One thousand baseball fans were asked how far they would be willing to travel to watch a professional baseball game. From this population, 100 different samples of size 40 were selected. Here is a dot plot showing the mean of each sample.

A dot plot for “sample mean distance in miles.” The numbers 40 through 84, in increments of 2, are indicated. The data are as follows:  40 miles, 1 dot. 42 miles, 1 dot. 44 miles, 1 dot. 48 miles, 3 dots. 49 miles, 3 dots. 50 miles, 3 dots. 51 miles, 1 dot. 52 miles, 1 dot. 53 miles, 2 dots. 54 miles, 4 dots. 55 miles, 6 dots. 56 miles, 6 dots. 57 miles, 2 dots. 58 miles, 2 dots. 59 miles, 5 dots. 60 miles, 4 dots. 61 miles, 5 dots. 62 miles, 7 dots. 63 miles, 1 dot. 64 miles, 7 dots. 65 miles, 9 dots. 66 miles, 4 dots. 67 miles, 2 dots. 68 miles, 3 dots. 69 miles, 8 dots. 70 miles, 2 dots. 71 miles, 2 dots. 73 miles, 1 dot. 74 miles, 2 dots. 81 miles, 1 dot.

Based on the distribution of sample means, what do you think is a reasonable estimate for the mean of the population?

Problem 2

Last night, everyone at the school music concert wrote their age on a slip of paper and placed it in a box. Today, each of the students in a math class selected a random sample of size 10 from the box of papers. Here is a dot plot showing their sample means, rounded to the nearest year.

A dot plot for “sample mean age.” The numbers 31 through 42 are indicated. The data are as follows:  31 years old, 3 dots. 32 years old, 3 dots. 33 years old, 3 dots. 34 years old, 2 dots. 35 years old, 4 dots. 36 years old, 3 dots. 37 years old, 2 dots. 38 years old, 1 dot. 39 years old, 2 dots. 42 years old, 2 dots.
  1. Does the number of dots on the dot plot tell you how many people were at the concert or how many students are in the math class?

  2. The mean age for the population was 35 years.
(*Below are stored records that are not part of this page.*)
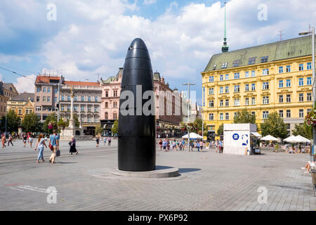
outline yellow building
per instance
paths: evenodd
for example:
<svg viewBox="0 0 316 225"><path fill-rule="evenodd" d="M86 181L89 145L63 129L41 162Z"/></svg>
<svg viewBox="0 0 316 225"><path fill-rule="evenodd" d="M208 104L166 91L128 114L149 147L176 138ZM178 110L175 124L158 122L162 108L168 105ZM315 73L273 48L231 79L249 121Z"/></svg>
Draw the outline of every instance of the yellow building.
<svg viewBox="0 0 316 225"><path fill-rule="evenodd" d="M18 116L23 120L25 115L34 112L34 94L24 92L15 98L11 98L7 102L7 110L14 110Z"/></svg>
<svg viewBox="0 0 316 225"><path fill-rule="evenodd" d="M246 108L261 123L277 112L289 134L312 106L312 37L213 55L202 72L203 117L210 134Z"/></svg>

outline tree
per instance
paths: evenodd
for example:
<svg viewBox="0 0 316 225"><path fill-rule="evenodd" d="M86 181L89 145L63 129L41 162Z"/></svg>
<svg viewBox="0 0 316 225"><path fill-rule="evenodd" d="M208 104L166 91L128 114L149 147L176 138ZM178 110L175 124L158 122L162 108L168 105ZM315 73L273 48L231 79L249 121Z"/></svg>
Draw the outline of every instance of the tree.
<svg viewBox="0 0 316 225"><path fill-rule="evenodd" d="M217 135L220 136L224 134L224 124L221 124L217 129Z"/></svg>
<svg viewBox="0 0 316 225"><path fill-rule="evenodd" d="M14 110L10 110L6 114L6 131L7 132L18 132L18 127L21 124L21 120ZM1 121L1 130L6 131L6 116L2 117Z"/></svg>
<svg viewBox="0 0 316 225"><path fill-rule="evenodd" d="M114 121L113 127L112 127L112 134L115 135L116 134L119 134L119 120L118 120Z"/></svg>
<svg viewBox="0 0 316 225"><path fill-rule="evenodd" d="M57 116L55 113L51 114L46 117L43 123L43 130L46 134L53 134L54 129L58 129Z"/></svg>
<svg viewBox="0 0 316 225"><path fill-rule="evenodd" d="M277 112L269 114L267 119L261 124L262 136L272 135L276 138L285 139L287 136L287 125Z"/></svg>
<svg viewBox="0 0 316 225"><path fill-rule="evenodd" d="M234 117L234 124L256 124L256 115L252 115L246 108L238 112Z"/></svg>
<svg viewBox="0 0 316 225"><path fill-rule="evenodd" d="M42 124L39 118L34 113L27 114L22 122L22 128L25 132L41 132Z"/></svg>
<svg viewBox="0 0 316 225"><path fill-rule="evenodd" d="M301 135L308 139L312 139L312 127L309 127L304 122L303 124L295 124L293 135Z"/></svg>

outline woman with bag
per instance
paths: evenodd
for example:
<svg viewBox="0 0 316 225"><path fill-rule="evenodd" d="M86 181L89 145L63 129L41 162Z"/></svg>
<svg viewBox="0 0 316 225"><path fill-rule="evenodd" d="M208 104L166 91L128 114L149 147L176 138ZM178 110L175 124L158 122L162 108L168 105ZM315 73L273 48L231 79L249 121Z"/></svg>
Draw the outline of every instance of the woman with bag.
<svg viewBox="0 0 316 225"><path fill-rule="evenodd" d="M35 146L35 150L39 149L39 156L37 157L37 162L39 163L39 160L41 159L43 162L45 162L43 156L44 146L47 148L47 146L45 143L45 139L43 134L40 134L39 139L37 140L37 146Z"/></svg>
<svg viewBox="0 0 316 225"><path fill-rule="evenodd" d="M72 136L69 145L70 146L70 149L69 150L70 154L72 155L72 153L77 153L76 155L78 155L78 151L76 149L76 139L74 136Z"/></svg>

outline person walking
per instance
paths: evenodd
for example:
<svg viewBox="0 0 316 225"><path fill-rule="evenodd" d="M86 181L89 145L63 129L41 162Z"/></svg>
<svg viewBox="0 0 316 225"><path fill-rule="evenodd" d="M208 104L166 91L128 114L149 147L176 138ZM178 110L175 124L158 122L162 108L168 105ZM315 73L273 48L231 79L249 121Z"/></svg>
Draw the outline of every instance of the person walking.
<svg viewBox="0 0 316 225"><path fill-rule="evenodd" d="M44 156L43 156L44 146L45 146L45 148L47 148L47 146L45 143L45 139L44 137L44 134L40 134L39 135L39 139L37 140L37 143L35 146L35 150L37 150L37 149L39 150L39 155L37 156L37 163L39 163L39 160L41 160L41 159L42 160L43 162L45 162L45 160L44 159Z"/></svg>
<svg viewBox="0 0 316 225"><path fill-rule="evenodd" d="M59 136L57 135L57 131L54 129L53 131L53 134L49 136L49 144L51 146L51 150L53 151L51 158L49 158L49 162L51 163L55 163L55 159L56 158L56 151L59 149Z"/></svg>
<svg viewBox="0 0 316 225"><path fill-rule="evenodd" d="M32 134L29 134L28 140L29 140L29 148L32 148L32 145L33 143L33 138L32 136Z"/></svg>
<svg viewBox="0 0 316 225"><path fill-rule="evenodd" d="M111 137L110 136L109 139L107 139L107 146L111 146Z"/></svg>
<svg viewBox="0 0 316 225"><path fill-rule="evenodd" d="M11 135L9 136L9 139L8 141L8 146L10 145L10 143L11 143L12 146L13 146L13 143L12 143L12 141L13 140L13 138Z"/></svg>
<svg viewBox="0 0 316 225"><path fill-rule="evenodd" d="M27 136L25 134L23 134L22 138L23 138L23 141L23 141L23 148L25 148L26 141L27 140Z"/></svg>
<svg viewBox="0 0 316 225"><path fill-rule="evenodd" d="M78 155L78 151L76 148L76 139L74 139L74 136L72 136L69 145L70 146L70 149L69 150L70 154L72 155L72 153L77 153L76 155Z"/></svg>
<svg viewBox="0 0 316 225"><path fill-rule="evenodd" d="M2 134L1 142L2 142L2 148L6 148L6 135L4 135L4 134Z"/></svg>

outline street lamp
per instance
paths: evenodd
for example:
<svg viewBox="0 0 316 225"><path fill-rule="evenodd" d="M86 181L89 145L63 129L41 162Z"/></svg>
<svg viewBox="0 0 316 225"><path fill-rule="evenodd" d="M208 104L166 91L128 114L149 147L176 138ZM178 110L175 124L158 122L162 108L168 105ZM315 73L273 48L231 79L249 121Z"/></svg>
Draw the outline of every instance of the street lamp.
<svg viewBox="0 0 316 225"><path fill-rule="evenodd" d="M190 82L187 82L185 84L182 84L182 85L187 85L188 86L188 97L187 97L187 124L189 124L189 118L190 118L190 85L195 85L195 84L192 84ZM187 147L189 147L190 151L190 129L189 127L187 127Z"/></svg>
<svg viewBox="0 0 316 225"><path fill-rule="evenodd" d="M312 108L315 108L315 102L316 100L315 94L316 94L316 86L315 86L315 28L312 27L312 31L301 32L298 35L307 35L312 34ZM312 149L315 150L316 149L316 129L313 127L312 127ZM312 151L310 151L310 160L312 162L315 161L314 155L312 154Z"/></svg>

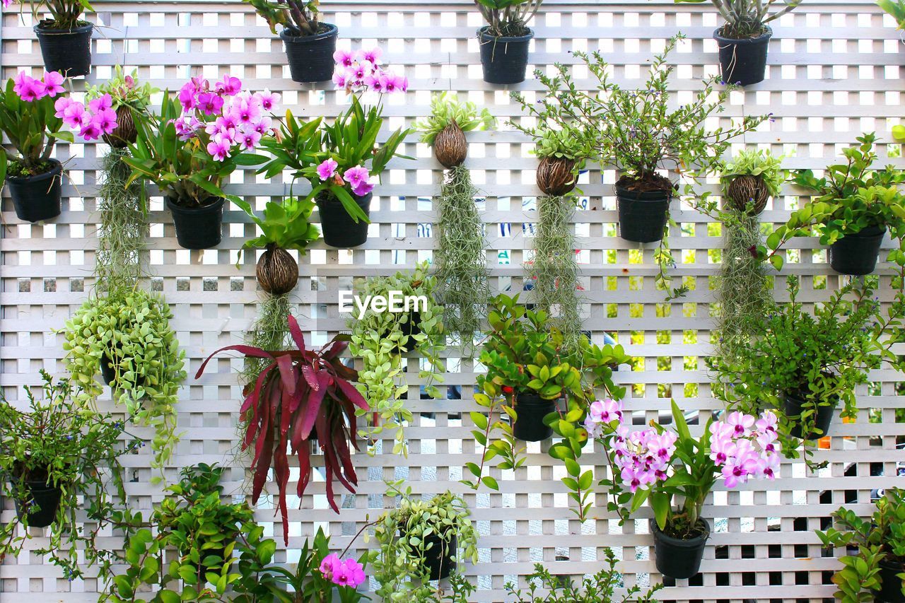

If Elena picks a new sample of size 10 from this population, should she expect her sample mean to be within 1 year of the population mean? Explain your reasoning.

  3. What could Elena do to select a random sample that is more likely to have a sample mean within 1 year of the population mean?

Problem 3 From Unit 8 Lesson 11

Andre would like to estimate the mean number of books the students at his school read over the summer break. He has a list of the names of all the students at the school, but he doesn’t have time to ask every student how many books they read.

What should Andre do to estimate the mean number of books?